BookmarkSubscribeRSS Feed
🔒 This topic is solved and locked. Need further help from the community? Please sign in and ask a new question.
Blndbrm727
Calcite | Level 5

Hi All,

 

I am a fairly new SAS programmer! Below is my code. I am getting no errors in my log but yet my new variable is blank. Can someone help me? Not sure what is going on. I have formatted the variable. I have a series of these types of if-then statements creating a few different variables and none of them are working. I believe if I can figure out the issue here I can fix the rest of them quickly. Thank you in advance! 

 

if race=";2028-9;" or race="Asian" then racenew="A";
if race=";2054-5;" or race="Black/African American" then racenew="B";
if race=";2106-3;" or race="White" then racenew="W";
if race=";2131-1;" or race="Other" then racenew="O";
if race="Unknown" then racenew=" ";
run;

1 ACCEPTED SOLUTION

Accepted Solutions
ballardw
Super User

@Blndbrm727 wrote:
Race
;2106-3;
;2106-3;
White
White
White
;2106-3;
;2106-3;
;2106-3;
;2106-3;
;2106-3;
White
;2106-3;
White
White
;2106-3;
;2106-3;
 This is straight from the Excel spreadsheet.

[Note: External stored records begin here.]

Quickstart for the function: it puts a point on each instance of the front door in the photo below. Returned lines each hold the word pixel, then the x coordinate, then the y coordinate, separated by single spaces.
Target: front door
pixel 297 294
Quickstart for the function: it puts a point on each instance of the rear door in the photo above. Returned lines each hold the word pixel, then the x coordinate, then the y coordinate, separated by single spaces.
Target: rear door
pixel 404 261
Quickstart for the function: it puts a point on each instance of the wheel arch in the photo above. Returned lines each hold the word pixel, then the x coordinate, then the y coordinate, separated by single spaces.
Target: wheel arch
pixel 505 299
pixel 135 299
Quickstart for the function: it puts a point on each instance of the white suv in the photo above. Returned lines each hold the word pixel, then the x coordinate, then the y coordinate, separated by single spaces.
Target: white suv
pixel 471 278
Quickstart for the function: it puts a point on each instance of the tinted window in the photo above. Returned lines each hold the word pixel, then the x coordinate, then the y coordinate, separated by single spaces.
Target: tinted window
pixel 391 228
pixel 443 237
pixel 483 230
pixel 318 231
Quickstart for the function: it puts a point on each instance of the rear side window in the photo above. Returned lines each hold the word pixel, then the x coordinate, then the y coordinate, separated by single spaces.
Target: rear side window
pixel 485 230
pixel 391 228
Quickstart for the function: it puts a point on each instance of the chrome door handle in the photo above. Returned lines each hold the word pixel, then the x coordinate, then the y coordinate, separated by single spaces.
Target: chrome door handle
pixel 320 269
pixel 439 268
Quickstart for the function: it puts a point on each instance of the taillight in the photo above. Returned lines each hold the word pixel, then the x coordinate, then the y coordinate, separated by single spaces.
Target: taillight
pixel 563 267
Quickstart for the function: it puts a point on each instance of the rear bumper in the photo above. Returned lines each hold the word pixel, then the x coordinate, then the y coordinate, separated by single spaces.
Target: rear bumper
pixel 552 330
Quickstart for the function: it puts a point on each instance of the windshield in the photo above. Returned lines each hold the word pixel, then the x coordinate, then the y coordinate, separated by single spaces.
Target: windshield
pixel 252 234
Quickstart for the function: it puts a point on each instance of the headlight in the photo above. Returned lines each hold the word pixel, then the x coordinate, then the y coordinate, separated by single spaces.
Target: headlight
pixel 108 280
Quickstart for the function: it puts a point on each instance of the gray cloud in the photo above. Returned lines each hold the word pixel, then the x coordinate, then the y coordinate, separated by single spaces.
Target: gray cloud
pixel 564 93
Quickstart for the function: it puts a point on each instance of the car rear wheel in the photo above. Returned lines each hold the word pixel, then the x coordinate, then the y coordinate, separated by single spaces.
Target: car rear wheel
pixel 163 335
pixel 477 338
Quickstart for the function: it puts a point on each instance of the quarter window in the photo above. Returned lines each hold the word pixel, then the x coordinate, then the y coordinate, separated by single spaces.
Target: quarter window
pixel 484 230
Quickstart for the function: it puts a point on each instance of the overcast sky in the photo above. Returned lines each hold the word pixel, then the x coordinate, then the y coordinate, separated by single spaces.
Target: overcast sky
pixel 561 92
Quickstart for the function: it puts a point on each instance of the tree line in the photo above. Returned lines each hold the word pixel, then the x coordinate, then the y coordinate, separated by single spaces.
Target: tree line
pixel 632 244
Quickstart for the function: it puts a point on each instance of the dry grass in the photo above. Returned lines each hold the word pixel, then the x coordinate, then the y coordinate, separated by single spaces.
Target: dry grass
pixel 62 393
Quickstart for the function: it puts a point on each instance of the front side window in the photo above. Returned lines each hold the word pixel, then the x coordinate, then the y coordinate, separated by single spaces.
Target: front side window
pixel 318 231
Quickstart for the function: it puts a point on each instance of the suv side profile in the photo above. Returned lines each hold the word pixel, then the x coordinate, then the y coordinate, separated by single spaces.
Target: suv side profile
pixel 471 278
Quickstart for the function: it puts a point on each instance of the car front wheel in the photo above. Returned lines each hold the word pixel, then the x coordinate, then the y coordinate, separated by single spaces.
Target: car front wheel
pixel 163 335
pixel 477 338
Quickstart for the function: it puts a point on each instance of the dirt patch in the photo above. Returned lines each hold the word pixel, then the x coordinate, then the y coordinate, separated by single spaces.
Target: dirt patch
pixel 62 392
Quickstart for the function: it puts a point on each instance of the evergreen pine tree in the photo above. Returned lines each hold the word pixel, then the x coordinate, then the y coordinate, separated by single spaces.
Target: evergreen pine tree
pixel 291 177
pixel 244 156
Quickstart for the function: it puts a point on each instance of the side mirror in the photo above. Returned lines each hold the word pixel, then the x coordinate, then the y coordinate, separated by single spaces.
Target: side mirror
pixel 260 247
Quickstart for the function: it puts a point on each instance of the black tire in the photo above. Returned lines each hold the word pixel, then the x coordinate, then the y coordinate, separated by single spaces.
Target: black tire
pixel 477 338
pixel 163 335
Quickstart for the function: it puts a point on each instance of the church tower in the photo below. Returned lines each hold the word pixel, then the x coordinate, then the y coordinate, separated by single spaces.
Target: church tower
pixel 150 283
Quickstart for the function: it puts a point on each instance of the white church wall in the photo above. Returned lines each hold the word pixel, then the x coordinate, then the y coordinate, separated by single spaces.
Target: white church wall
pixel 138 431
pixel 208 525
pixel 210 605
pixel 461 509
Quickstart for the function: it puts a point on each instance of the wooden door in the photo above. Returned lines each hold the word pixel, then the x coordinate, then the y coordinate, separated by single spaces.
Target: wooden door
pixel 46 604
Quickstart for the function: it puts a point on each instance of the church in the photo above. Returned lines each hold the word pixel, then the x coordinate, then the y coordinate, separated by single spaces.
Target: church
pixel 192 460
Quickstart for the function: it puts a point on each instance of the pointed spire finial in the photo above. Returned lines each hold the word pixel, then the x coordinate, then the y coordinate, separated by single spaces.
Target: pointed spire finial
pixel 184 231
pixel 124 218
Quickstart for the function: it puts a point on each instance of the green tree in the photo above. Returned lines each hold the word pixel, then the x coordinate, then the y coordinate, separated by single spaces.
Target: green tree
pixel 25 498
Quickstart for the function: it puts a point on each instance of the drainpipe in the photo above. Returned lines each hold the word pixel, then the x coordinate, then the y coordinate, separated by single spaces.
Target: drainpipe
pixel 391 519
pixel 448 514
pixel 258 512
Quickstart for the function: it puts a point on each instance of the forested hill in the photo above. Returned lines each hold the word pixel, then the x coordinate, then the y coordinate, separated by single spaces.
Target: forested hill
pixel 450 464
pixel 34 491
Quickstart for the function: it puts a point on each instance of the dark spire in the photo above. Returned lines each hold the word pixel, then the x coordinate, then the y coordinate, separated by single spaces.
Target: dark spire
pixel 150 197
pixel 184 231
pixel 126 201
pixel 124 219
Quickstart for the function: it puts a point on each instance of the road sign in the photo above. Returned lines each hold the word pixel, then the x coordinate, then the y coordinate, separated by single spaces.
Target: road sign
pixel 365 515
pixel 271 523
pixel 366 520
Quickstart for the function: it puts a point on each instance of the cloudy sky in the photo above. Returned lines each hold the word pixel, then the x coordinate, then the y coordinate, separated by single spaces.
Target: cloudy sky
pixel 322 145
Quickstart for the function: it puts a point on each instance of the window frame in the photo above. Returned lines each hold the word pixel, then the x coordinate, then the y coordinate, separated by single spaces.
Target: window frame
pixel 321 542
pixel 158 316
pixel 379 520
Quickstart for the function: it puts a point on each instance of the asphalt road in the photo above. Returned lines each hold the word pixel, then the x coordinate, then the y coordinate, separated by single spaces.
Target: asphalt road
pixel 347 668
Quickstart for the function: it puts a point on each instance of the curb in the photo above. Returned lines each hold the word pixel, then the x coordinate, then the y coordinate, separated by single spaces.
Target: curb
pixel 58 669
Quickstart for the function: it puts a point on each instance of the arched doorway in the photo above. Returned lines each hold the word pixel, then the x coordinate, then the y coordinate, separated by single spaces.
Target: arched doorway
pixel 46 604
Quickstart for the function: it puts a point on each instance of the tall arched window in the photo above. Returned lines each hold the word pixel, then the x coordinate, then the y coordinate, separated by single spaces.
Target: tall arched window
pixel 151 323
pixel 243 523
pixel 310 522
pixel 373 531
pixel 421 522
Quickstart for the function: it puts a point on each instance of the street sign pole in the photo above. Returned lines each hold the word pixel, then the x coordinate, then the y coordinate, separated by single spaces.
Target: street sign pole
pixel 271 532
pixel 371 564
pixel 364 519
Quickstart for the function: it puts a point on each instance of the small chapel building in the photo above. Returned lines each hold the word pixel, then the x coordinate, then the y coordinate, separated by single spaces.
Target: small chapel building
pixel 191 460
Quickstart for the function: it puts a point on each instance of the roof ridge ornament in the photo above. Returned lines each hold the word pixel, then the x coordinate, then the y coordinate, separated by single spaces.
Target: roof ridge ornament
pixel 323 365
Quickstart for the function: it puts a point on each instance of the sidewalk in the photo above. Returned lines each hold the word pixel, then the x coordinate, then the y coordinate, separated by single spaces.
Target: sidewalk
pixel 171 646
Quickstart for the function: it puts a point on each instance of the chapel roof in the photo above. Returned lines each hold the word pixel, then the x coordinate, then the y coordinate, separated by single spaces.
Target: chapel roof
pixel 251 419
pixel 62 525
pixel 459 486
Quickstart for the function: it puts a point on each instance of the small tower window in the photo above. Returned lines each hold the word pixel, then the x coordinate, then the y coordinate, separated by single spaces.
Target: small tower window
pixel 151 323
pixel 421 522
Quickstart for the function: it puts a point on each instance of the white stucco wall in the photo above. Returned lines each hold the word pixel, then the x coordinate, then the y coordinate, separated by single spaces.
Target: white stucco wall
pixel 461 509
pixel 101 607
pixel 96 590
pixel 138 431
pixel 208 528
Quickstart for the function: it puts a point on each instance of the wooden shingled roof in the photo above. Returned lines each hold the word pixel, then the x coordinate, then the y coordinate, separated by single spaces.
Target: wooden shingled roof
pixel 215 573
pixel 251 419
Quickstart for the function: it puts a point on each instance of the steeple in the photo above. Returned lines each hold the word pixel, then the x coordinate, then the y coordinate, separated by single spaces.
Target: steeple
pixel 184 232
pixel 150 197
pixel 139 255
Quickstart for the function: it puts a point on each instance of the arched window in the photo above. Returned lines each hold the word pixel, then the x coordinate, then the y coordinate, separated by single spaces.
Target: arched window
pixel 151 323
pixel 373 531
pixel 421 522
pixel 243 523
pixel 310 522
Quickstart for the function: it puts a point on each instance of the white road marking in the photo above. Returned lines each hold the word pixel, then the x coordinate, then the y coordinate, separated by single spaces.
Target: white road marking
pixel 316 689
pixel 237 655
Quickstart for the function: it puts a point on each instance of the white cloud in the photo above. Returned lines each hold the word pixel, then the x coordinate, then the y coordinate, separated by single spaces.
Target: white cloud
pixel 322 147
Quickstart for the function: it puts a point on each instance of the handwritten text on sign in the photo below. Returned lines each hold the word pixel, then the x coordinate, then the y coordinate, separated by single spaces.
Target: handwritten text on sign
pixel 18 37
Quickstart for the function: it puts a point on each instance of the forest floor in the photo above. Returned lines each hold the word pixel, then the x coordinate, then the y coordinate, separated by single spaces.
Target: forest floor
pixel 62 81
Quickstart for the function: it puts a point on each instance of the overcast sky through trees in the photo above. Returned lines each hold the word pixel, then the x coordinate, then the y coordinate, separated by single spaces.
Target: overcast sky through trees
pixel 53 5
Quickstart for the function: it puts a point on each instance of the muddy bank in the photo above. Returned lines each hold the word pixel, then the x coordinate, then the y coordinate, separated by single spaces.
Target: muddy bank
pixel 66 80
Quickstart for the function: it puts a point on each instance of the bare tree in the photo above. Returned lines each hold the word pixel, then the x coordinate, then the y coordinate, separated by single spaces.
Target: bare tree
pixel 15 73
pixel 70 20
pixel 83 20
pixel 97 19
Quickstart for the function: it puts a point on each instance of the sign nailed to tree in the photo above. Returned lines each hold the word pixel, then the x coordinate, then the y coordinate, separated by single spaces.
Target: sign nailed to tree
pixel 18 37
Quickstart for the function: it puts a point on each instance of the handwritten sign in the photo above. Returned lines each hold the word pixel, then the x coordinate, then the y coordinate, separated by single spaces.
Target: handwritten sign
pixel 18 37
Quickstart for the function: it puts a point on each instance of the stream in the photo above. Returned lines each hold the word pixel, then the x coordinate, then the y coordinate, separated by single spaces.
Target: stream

 Race Char 22 $15. $22. Race 
This is from Proc Contents

1) Show the entire code of your data step. For instance if you have an OUTPUT statement prior to the lines that assign the value then the values are not populated when the data is written to the output data set.

2) It would be helpful to provide example data that mapped to ALL of the expected codes instead of only W.

 

The code does work for W given that text as read.

data example;
    input race $  ;
   if race=";2028-9;" or race="Asian" then racenew="A";
   if race=";2054-5;" or race="Black/African American" then racenew="B";
   if race=";2106-3;" or race="White" then racenew="W";
   if race=";2131-1;" or race="Other" then racenew="O";
   if race="Unknown" then racenew=" ";
datalines4;
;2106-3;
;2106-3;
White
White
White
;2106-3;
;2106-3;
;2106-3;
;2106-3;
;2106-3;
White
;2106-3;
White
White
;2106-3;
;2106-3;
;;;;

I would add that I am a little concerned about have a code value like ";2106-3;" as the presence of two typical delimiter values, the semicolons, for some values but not others, "White" makes me suspect a possible data reading issue in the history.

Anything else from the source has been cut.